From Investors Business Daily.

Excerpt:

During his first run for president, Barack Obama made one very specific promise to voters: He would cut health insurance premiums for families by $2,500, and do so in his first term.

But it turns out that family premiums have increased by more than $3,000 since Obama’s vow, according to the latest annual Kaiser Family Foundation employee health benefits survey.

Premiums for employer-provided family coverage rose $3,065 — 24% — from 2008 to 2012, the Kaiser survey found. Even if you start counting in 2009, premiums have climbed $2,370.

What’s more, premiums climbed faster in Obama’s four years than they did in the previous four under President Bush, the survey data show.

There’s no question about what Obama was promising the country, since he repeated it constantly during his 2008 campaign.

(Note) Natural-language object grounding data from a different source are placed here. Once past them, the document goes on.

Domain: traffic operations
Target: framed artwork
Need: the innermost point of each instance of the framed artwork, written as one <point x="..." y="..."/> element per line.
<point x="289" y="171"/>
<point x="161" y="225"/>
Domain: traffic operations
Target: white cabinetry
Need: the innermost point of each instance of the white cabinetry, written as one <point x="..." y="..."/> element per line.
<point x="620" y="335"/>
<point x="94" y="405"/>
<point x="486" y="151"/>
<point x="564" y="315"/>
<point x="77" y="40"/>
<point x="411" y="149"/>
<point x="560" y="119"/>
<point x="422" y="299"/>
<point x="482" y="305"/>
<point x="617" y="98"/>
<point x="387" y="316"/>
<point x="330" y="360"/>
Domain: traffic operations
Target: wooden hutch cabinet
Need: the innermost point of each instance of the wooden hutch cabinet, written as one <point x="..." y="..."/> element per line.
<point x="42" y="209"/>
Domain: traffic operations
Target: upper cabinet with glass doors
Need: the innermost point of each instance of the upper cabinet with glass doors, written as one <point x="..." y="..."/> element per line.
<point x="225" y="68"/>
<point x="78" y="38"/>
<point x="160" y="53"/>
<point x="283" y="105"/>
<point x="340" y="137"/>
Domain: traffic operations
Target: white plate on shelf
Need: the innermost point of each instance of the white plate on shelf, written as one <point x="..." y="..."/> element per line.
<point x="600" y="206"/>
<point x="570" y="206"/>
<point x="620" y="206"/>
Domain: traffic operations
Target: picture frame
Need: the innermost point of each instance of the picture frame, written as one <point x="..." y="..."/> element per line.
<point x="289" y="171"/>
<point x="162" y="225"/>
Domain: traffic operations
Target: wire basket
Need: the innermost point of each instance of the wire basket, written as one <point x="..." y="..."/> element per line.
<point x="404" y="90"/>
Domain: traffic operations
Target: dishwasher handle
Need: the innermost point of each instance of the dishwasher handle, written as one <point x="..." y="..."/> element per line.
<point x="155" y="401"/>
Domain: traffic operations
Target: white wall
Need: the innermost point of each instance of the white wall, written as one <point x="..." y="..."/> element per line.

In a debate with Sen. John McCain, for example, Obama said “the only thing we’re going to try to do is lower costs so that those cost savings are passed onto you. And we estimate we can cut the average family’s premium by about $2,500 per year.”

At a campaign stop in Columbus, Ohio, in February 2008, Obama promised that “We are going to work with you to lower your premiums by $2,500. We will not wait 20 years from now to do it, or 10 years from now to do it. We will do it by the end of my first term as president.”

A $5,500 difference doesn’t mean a lot to Obama. But maybe it means a lot to you. We’re going to find out exactly what we voted for very soon now.